Crise obriga a uma redução drástica nos organismos públicos.

 

Até ao fim do mês de Setembro irá ser avaliada a dimensão das administrações central, regional e local e definir quais as entidades que poderão deixar de existir, ou serem fundidas com outras, ou transferidas ou até serem cedidas a entidades privadas, tudo para emagrecer a estrutura do Estado.

Apesar do acordo com a troika já ter determinado algumas das acções necessárias, o líder do PSD quer ir um pouco mais longe e além de diminuir toda a estrutura pública, vai avançar com privatizações e apoiar as exportações.

Algumas das alterações passam pelo prazo de pagamento até 60 dias para os fornecedores do Estado; as empresas públicas que actuem em monopólio vão passar a ter apenas três elementos na administração; recursos humanos, recursos de contabilidade e jurídicos terão que passar a ser partilhados pelos vários ministérios.

Quanto a privatizações, as empresas de transportes, a Lusa e a RTP são entidades públicas que Passos Coelho pretende vender.

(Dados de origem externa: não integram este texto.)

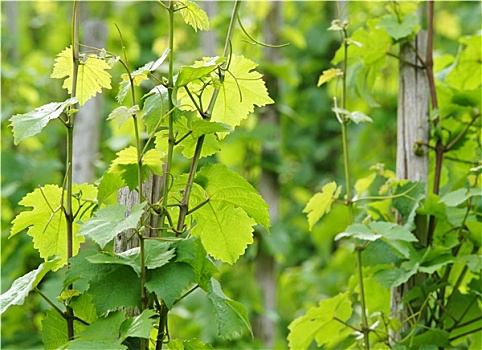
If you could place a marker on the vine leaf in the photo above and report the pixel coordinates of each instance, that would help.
(241, 90)
(54, 331)
(400, 29)
(125, 165)
(91, 77)
(169, 281)
(231, 316)
(191, 344)
(46, 221)
(23, 285)
(110, 221)
(31, 123)
(194, 16)
(320, 203)
(319, 322)
(329, 75)
(122, 113)
(225, 223)
(138, 76)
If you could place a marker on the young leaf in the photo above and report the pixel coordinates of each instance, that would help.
(191, 344)
(242, 89)
(84, 308)
(46, 221)
(122, 113)
(169, 281)
(125, 165)
(155, 107)
(194, 16)
(231, 316)
(320, 203)
(116, 286)
(110, 221)
(329, 75)
(139, 326)
(91, 76)
(192, 252)
(22, 286)
(54, 331)
(319, 322)
(224, 229)
(226, 186)
(138, 76)
(398, 30)
(31, 123)
(104, 329)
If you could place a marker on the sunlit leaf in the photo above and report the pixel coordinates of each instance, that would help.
(231, 316)
(22, 286)
(46, 221)
(319, 322)
(320, 203)
(194, 16)
(108, 222)
(31, 123)
(329, 75)
(91, 76)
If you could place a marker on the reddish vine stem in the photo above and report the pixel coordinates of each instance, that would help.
(439, 147)
(69, 216)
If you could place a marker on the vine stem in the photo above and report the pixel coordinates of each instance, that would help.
(69, 216)
(349, 200)
(184, 207)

Também a Caixa Geral de Depósitos terá que deixar de ter na sua lista a companhia de seguros e a área da saúde, ou seja, a MultiCare. Passará a ter uma gestão autónoma do poder político e servirá de elo de ligação às exportações. Mediante apoios fiscais a empresas exportadoras, a instituição financeira será orientada para financiar as empresas do sector exportador, que vão ter um acesso facilitado a crédito bancário e seguros de crédito. 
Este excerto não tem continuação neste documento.